On account of its efficiency, S. marcescens has higher potential prodigiosin production for application in the manufacture of medicinally important products. In the present study, six different culture media were investigated for S. marcescens growth and prodigiosin production potential to identify possible low cost substrates. Cassava wastewater [17] and corn steep substrates [21] have rich and effective compositions that contribute to prodigiosin production.
From the results obtained, it is possible to deduce that the most probable reason for enhanced bacterial growth and/or lower pigment production is related to the carbon sources and the final pH of the medium.
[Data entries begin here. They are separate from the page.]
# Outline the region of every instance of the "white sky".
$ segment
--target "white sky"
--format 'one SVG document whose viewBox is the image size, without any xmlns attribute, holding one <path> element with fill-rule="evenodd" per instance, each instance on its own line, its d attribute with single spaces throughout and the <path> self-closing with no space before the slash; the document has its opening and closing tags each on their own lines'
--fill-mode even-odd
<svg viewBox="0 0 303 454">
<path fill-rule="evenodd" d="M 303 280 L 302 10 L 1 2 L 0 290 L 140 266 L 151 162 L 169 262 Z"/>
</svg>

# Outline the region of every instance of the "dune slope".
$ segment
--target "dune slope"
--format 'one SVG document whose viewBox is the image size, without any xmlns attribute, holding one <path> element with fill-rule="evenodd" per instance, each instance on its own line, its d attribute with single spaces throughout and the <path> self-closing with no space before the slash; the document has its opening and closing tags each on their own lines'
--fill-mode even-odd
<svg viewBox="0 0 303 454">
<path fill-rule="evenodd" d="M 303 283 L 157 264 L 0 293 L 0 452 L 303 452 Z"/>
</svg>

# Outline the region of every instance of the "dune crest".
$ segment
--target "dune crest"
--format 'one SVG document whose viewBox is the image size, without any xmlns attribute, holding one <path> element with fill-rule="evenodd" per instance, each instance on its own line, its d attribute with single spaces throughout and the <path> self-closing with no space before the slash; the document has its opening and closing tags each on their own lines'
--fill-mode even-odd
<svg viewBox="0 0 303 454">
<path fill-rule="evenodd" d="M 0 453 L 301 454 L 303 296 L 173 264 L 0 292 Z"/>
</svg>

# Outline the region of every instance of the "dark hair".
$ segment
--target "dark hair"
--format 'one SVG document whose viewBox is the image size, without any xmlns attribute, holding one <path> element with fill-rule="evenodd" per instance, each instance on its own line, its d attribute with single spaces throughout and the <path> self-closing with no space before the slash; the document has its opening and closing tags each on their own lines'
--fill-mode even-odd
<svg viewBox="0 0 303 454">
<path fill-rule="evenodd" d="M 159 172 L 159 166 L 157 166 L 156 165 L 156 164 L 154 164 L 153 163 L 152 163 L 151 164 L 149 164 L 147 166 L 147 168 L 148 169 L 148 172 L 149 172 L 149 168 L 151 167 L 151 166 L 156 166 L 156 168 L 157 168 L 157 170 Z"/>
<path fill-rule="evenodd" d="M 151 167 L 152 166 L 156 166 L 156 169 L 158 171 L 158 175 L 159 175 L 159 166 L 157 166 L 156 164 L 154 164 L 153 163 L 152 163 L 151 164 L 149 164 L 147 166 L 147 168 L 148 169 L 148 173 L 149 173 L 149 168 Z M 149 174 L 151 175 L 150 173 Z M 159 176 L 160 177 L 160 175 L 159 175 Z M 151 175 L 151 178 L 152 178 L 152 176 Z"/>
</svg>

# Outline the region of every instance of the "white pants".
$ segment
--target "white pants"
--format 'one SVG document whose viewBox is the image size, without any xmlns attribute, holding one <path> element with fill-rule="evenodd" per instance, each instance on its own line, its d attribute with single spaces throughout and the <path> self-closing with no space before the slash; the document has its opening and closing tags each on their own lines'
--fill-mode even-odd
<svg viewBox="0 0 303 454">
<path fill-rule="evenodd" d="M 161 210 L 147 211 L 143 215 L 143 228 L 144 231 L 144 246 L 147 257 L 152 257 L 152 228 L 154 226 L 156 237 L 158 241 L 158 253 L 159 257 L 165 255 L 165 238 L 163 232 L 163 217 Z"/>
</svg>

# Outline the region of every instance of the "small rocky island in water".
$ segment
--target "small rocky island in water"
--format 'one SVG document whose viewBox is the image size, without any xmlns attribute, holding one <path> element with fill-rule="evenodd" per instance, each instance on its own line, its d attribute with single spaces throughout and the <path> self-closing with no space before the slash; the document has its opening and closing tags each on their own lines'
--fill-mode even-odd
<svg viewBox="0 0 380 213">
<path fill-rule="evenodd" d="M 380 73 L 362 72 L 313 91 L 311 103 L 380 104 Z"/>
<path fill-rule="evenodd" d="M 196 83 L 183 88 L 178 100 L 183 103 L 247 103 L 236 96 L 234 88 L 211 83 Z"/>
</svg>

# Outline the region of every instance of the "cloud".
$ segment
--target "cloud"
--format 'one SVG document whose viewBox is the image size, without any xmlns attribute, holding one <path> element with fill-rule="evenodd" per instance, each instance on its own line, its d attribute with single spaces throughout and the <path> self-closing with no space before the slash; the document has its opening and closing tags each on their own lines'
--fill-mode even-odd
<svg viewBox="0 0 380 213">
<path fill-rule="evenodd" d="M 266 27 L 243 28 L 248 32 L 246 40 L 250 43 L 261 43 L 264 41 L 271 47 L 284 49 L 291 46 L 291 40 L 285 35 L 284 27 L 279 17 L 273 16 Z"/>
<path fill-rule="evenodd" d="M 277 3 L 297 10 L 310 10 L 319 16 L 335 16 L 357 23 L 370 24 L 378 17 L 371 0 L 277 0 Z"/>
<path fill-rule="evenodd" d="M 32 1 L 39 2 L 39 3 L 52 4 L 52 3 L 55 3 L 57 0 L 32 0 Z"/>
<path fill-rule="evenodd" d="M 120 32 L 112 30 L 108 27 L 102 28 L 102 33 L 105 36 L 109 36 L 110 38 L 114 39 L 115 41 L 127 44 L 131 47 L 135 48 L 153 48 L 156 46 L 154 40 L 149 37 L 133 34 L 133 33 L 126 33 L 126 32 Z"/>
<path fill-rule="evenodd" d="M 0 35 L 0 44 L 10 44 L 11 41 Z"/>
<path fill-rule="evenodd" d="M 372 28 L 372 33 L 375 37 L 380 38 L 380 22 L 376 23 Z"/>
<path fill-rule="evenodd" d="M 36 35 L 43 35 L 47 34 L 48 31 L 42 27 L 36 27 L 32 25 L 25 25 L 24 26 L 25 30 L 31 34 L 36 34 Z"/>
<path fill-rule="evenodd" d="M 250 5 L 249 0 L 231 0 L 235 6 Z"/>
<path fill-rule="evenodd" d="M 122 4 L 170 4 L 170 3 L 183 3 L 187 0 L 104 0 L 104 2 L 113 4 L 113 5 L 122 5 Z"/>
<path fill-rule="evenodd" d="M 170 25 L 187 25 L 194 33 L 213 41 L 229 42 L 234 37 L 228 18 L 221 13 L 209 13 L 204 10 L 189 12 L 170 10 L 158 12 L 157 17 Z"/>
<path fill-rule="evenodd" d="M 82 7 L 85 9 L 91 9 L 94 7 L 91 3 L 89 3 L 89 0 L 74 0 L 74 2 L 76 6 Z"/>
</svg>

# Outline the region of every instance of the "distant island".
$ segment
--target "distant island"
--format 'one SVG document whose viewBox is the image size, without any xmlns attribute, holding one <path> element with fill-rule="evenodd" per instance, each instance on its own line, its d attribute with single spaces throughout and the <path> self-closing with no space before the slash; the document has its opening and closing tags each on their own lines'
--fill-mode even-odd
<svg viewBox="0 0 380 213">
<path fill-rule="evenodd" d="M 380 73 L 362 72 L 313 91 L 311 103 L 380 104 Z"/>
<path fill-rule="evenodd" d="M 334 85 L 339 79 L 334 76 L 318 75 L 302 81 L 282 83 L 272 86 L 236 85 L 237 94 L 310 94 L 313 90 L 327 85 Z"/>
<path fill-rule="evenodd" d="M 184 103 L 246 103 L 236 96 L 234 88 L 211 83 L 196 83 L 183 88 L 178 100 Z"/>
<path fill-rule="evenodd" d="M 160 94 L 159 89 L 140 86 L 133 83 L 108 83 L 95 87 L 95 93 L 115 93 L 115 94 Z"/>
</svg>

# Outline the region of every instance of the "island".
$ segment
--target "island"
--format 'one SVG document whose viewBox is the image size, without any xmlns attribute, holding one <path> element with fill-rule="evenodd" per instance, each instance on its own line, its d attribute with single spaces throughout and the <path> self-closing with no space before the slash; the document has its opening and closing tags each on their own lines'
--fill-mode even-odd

Literature results for prodigiosin production are shown in Table 2. Harned obtained a yield of 5 mg/L using a medium with glucose as a carbon source [20]. Cang et al. [19] obtained a yield of 3,000 mg/L for a medium containing ethanol as carbon source [19]. Giri et al. [1] obtained maximum yields of 16,680 and 38,750 mg/L for sesame and peanut seed broth as culture media respectively. Song et al. [2] used casein as the carbon source for prodigiosin production and obtained 4,280 mg/L. More recently, Venil and Lakshmanaperumalsamy [22] used a factorial design for optimization of prodigiosin production by S. marcescens and obtained a maximum yield of 1,397 mg/L. Nitschke et al. [17] reported that cassava liquid waste gave the best biosurfactant yield among various carbon sources tested. The results obtained revealed enhanced prodigiosin production in all the media studied. In our case, cassava liquid waste supplemented with mannitol gave a better yield compared to other media used.
Table 2. Comparison of prodigiosin production by S. marcescens in different culture media.
Table 2. Comparison of prodigiosin production by S. marcescens in different culture media.
Culture mediumProdigiosin ( mg/L )Reference
Sesame seed broth16,680[1]
Peanut seed broth38,750[1]
(NH4)2PO4+ salt1,397[22]

Kinetics of S. marcescens growth and prodigiosin production

Figure 3 shows S. marcescens growth, pH and prodigiosin production (mg/L) in CWMM. A diauxic lag phase was observed to occur at 12 h. After which exponential growth was observed up to 36 h. The specific growth rate was μesp = 0.36 h-1, the generation time was TG = 1.88 h, 43,000 mg/L prodigiosin was produced, and the maximum yield was observed at 48 h. In the stationary phase prodigiosin production decreased with increasing pH. An appropriate fermentation time for prodigiosin production is thus approximately 48–72 h. Prodigiosin is also produced at lower temperatures such as 25 and 30 °C. It is possible temperature affects the activity of one or more enzymes involved prodigiosin synthesis. At temperatures over ≥ 30 °C, a particular enzyme in the prodigiosin synthesis pathway may lose activity. A number of other factors can affect the temperature regulation of synthetic reactions.
Figure 3. Growth kinetics, pH and prodigiosin production by S. marcescens in CWMM at 28 °C for 96 h.
Figure 3. Growth kinetics, pH and prodigiosin production by S. marcescens in CWMM at 28 °C for 96 h.
Molecules 15 06931 g003
Temperature can affect how well at cell absorbs the material needed for pigment synthesis or how quickly it is degraded. In this case the strain obtained from an arid soil produced pigmentation at 28 °C, in agreement with results reported by Chang et al. [23] prodigiosin production by S. marcescens strain 389 in a mineral medium.
Mannitol in the cultivation medium was a decisive factor in maintaining the pH, which reached stable values of 7.0 at the beginning of the stationary growth phase, probably owing to the production of secondary metabolites such as prodigiosin. In the presence of carbohydrates from cassava liquid waste, there was an increase in pigmentation in the initial hours of cultivation, reached 49,500 mg/L at 48 h (Figure 3). A strong characteristic dark red color indicated that prodigiosin was being formed by S. marcescens owing to the CWMM carbon source.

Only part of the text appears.